Remote sensing and machine learning method to support sea surface pCO2 estimation in the Yellow Sea

Abstract

With global climate changing, the carbon dioxide (CO2) absorption rates increased in marginal seas. Due to the limited availability of in-situ spatial and temporal distribution data, the current status of the sea surface carbon dioxide partial pressure (pCO2) in the Yellow Sea is unclear. Therefore, a pCO2 model based on a random forest algorithm has been developed, which was trained and tested using 14 cruise data sets from 2011 to 2019, and remote sensing satellite sea surface temperature, chlorophyll concentration, diffuse attenuation of downwelling irradiance, and in-situ salinity were used as the input variables.

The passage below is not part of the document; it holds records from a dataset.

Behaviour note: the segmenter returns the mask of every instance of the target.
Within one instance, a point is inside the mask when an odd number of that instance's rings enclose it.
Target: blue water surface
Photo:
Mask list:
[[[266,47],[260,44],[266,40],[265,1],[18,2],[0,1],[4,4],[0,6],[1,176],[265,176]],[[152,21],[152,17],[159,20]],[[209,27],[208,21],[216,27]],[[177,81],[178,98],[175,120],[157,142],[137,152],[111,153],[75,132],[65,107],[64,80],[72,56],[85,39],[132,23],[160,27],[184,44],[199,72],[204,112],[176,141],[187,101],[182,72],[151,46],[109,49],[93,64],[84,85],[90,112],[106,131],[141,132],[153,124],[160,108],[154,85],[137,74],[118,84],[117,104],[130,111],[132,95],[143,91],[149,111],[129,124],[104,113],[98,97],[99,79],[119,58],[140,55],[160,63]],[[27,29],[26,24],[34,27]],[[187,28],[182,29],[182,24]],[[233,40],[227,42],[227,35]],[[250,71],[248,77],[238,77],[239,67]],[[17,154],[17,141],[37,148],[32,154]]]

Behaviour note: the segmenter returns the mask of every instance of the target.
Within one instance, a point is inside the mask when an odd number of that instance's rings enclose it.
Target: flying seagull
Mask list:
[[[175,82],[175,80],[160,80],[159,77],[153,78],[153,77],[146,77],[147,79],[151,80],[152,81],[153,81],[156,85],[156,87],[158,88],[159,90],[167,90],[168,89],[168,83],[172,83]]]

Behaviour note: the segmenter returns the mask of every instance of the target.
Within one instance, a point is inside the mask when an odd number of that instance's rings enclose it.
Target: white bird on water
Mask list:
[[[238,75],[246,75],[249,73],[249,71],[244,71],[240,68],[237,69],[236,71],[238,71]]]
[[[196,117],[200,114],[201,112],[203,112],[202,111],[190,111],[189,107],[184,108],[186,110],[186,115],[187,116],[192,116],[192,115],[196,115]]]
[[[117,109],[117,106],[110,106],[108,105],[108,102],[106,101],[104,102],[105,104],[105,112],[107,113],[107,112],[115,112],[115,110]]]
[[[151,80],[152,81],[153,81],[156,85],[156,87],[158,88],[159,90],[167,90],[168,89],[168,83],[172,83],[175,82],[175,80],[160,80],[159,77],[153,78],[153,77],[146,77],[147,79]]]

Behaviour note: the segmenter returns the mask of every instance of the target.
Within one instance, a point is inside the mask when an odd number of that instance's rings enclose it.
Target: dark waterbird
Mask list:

The seasonal and interannual variations of modeled pCO2 were discussed from January 2003 and December 2021 in the Yellow Sea. The results showed that the model developed for this study performed well, with a root mean square difference (RMSD) of 43 μatm and a coefficient of determination (R2) of 0.67. Moreover, modeled pCO2 increased at a rate of 0.36 μatm year-1 (R2 = 0.27, p < 0.05) in the YS, which is much slower than the rate of atmospheric pCO2 (pCO2air) rise. The reason behind it needs further investigation. Compared with pCO2 from other datasets, the pCO2 derived from the RF model exhibited greater consistency with the in-situ pCO2 (RMSD = 55 μatm). In general, the RF model has significant improvement over the previous models and the global data sets.